Now to build an MVP, we essentially need to build two systems.
Project Indexer
The first system is responsible for “learning” about the project. It does so by reading all of the available documentation and creating a knowledge base with everything it finds.
Look for all YAMLs in our project folder and its children
dbt documentation is stored in yaml files which can be located in any child directory of the project root folder.Parse YAML contents to extract documented models
These yaml files may also contain other information pertaining to the project, or unrelated data assets, so we parse all of the files to extract all documented models and convert it into a JSON representation.Convert this documentation into readable documents
We convert the model JSON into a readable explanation text document which can be eventually be used as a prompt in a Retrieval Augmented Generation mechanism.Store all of these documents in a vector store
We’ll convert all of these documents into vector embeddings and store them in a vector store for later retrieval
Question Answerer
The second system uses Retrieval Augmented Generation (a.k.a RAG) to respond to questions asked about data. Every time a user asks a question, this system will:
Look for relevant information
We query the vector database with the question and retrieve the documents which are most similar to our question.Create a prompt
We compose a prompt using the question asked by the user and by adding the documentation text of the retrieved documents as knowledge that the LLM may use to answer the question.Optionally you can also add instructions to tune the kind of response you expect from the LLM
Generate a response
The prompt so created is used to generate a response which can then be returned to the user.
Next Steps?
So far, we’ve built a very basic system that’s capable of reading a dbt code base, storing information about models in a vector database and using that stored information to answer questions about data.

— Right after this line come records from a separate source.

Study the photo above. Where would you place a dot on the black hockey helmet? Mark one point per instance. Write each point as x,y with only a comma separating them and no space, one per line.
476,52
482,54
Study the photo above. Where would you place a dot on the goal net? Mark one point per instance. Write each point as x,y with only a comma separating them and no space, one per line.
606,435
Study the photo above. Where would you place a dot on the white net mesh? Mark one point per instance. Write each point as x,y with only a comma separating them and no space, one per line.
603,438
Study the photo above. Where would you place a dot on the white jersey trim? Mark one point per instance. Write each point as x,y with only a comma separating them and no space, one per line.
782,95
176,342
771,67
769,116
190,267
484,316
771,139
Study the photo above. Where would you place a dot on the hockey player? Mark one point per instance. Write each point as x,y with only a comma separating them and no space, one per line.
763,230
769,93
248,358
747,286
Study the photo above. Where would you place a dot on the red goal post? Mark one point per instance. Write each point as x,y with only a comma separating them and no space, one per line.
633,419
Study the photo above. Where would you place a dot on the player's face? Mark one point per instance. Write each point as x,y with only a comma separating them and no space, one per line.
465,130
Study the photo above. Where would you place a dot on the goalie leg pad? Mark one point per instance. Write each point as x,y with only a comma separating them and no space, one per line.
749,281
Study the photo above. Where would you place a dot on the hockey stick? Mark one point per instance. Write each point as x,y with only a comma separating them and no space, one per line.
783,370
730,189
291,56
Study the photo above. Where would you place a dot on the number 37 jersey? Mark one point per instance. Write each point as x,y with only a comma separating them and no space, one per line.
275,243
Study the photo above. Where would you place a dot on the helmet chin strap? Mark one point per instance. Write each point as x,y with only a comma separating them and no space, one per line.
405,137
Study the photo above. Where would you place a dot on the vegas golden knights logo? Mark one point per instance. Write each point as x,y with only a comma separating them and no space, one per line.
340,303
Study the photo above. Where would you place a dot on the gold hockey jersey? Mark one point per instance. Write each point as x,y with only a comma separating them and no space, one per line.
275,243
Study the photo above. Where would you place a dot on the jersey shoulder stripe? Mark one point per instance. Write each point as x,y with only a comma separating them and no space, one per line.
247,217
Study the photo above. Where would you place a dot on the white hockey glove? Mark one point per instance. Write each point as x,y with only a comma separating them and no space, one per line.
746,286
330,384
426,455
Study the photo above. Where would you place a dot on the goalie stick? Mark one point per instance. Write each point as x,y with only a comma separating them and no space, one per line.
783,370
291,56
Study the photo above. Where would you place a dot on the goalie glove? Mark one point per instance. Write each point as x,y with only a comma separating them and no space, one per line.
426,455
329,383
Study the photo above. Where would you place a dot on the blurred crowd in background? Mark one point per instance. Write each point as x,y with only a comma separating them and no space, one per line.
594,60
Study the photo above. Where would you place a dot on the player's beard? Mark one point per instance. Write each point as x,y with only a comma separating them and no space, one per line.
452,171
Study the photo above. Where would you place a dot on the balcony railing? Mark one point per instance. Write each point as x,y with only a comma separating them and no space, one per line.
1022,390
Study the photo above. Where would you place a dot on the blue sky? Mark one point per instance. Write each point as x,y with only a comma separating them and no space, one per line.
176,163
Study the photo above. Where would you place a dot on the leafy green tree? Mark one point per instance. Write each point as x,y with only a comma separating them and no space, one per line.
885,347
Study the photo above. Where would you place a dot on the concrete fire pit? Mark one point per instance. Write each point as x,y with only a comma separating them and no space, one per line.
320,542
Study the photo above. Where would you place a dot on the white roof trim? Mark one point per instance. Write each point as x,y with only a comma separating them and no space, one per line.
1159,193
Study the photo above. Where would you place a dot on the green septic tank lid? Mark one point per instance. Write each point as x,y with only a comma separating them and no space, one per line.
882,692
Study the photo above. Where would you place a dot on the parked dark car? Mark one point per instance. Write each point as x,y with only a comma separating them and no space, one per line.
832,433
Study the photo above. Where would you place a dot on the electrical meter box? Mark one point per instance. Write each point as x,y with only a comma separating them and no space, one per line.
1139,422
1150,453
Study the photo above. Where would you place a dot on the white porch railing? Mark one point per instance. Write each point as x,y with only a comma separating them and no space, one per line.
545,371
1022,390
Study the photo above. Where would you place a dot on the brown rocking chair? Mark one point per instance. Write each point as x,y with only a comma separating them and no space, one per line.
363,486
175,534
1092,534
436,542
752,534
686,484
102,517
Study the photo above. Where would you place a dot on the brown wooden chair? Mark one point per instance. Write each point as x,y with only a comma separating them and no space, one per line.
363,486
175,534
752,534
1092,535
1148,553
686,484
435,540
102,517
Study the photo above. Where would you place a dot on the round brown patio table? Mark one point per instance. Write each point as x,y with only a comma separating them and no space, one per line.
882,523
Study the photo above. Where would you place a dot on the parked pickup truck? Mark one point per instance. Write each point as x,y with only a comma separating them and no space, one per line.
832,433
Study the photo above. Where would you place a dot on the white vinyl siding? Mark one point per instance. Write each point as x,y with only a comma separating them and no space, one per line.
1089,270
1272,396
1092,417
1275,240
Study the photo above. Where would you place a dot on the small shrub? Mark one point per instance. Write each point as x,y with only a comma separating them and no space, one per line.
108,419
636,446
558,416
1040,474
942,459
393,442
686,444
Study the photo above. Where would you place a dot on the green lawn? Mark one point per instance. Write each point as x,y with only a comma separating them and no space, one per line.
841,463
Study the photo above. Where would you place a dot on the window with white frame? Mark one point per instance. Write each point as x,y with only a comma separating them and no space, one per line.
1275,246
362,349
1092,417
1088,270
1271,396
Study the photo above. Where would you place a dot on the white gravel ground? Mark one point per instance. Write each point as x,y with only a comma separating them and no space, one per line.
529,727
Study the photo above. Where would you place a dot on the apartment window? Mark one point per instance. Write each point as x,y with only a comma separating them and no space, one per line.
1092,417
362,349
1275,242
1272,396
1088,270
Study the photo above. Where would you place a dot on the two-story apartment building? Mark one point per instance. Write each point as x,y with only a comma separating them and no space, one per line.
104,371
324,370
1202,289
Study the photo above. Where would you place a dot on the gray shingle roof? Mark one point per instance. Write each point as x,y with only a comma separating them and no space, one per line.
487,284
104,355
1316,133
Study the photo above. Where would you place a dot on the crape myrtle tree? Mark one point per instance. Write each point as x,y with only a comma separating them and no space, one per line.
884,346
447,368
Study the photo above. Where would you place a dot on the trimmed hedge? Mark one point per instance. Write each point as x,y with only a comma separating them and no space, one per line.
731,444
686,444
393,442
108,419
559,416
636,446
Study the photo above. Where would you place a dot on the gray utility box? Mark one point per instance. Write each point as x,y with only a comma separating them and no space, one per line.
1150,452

You can use the library directly inside of a jupyter notebook or interact with it using the streamlit interface provided.

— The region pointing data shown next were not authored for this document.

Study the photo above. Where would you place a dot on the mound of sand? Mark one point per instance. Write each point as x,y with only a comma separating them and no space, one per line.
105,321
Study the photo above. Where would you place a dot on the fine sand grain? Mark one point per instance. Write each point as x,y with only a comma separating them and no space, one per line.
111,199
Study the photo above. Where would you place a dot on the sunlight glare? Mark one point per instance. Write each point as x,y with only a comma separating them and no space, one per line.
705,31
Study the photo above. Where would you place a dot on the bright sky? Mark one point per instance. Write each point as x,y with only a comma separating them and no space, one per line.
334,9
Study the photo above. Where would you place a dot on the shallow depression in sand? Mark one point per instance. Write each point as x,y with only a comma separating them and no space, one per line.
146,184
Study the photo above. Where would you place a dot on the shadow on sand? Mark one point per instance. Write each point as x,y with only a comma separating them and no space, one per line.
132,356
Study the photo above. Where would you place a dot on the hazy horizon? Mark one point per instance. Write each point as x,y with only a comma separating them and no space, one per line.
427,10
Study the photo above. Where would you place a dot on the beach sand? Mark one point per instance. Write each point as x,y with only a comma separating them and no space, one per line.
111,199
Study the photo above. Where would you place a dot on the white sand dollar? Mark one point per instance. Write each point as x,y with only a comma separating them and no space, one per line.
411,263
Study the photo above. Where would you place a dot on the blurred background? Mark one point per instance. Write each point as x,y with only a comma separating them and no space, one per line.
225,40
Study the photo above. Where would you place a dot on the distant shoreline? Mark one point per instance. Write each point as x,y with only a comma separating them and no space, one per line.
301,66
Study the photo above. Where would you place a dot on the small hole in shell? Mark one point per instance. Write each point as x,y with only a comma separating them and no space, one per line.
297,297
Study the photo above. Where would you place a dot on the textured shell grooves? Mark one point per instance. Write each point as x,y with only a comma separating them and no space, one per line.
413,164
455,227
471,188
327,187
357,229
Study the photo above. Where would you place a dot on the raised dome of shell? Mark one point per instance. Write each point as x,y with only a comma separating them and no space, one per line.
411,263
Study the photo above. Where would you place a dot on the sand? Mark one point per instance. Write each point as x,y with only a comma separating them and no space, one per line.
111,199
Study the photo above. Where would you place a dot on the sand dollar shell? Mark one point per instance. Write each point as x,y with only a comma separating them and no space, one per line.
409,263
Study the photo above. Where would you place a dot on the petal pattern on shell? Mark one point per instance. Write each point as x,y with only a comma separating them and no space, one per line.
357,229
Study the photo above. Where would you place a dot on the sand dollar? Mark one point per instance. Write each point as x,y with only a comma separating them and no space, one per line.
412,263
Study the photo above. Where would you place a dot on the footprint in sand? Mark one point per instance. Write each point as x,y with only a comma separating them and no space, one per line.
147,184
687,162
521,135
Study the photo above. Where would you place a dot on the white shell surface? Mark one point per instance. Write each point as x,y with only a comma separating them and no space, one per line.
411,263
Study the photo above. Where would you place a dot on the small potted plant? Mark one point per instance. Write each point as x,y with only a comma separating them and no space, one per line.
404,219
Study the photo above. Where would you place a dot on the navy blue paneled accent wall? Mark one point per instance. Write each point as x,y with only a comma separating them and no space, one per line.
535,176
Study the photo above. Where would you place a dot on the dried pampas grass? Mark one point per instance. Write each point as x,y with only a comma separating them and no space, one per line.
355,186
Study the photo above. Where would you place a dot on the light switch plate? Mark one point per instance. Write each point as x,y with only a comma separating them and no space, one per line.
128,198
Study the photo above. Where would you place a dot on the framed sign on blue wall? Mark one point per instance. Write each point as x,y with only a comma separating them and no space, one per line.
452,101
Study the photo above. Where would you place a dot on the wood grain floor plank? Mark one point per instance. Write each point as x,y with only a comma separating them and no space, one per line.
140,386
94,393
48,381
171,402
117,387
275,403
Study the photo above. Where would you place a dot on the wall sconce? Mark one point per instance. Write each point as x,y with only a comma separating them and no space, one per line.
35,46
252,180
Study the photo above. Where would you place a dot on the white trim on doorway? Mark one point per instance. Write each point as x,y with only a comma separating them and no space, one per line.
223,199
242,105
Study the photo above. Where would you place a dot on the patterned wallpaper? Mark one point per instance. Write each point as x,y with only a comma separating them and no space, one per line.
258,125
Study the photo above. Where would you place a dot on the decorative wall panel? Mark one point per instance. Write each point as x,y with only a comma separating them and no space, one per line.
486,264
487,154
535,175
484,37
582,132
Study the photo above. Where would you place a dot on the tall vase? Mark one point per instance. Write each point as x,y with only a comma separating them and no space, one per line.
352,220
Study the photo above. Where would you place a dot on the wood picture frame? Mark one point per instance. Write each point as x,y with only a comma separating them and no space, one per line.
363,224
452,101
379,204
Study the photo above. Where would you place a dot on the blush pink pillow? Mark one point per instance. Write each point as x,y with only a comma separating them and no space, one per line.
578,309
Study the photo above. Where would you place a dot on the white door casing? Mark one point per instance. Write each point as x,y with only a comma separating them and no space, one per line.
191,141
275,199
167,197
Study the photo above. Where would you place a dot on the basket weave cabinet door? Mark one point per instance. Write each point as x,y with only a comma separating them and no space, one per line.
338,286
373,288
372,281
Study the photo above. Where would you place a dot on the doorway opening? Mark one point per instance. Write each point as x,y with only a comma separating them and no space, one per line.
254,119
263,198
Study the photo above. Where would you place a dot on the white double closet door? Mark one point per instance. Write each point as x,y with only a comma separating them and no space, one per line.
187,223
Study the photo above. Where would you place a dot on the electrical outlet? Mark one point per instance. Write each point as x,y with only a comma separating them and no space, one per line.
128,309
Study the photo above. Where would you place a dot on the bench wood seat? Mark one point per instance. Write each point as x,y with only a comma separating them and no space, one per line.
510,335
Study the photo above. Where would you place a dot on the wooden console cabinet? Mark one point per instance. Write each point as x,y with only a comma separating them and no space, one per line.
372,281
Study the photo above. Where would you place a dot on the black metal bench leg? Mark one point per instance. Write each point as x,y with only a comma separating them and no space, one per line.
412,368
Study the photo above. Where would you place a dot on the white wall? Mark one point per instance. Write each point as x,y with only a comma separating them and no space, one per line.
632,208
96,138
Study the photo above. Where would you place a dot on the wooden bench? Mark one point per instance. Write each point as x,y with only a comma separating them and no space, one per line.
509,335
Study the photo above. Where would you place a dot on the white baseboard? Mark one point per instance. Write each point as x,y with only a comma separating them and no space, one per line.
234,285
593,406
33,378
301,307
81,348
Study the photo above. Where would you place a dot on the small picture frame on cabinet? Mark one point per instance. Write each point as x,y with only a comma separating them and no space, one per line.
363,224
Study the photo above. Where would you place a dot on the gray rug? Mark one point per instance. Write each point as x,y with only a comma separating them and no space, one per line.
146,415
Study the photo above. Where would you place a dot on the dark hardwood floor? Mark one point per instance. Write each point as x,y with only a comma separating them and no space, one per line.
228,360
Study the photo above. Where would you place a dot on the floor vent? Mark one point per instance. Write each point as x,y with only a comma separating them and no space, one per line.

However, there are still a few issues that need to be dealt with. These are:
The answers that the library provides are often very good, but they’re not perfect. They can sometimes miss out on edge cases, mis-interpret terms and LLMs still hallucinate.
Jupyter notebooks or streamlit interfaces are cool if you’re just prototyping some functionality but they’re hard to deploy at an organisation as-is.
Users may have security concerns while sharing their data with a new application.
We’ll talk about how I’m trying to solve for these issues in upcoming posts.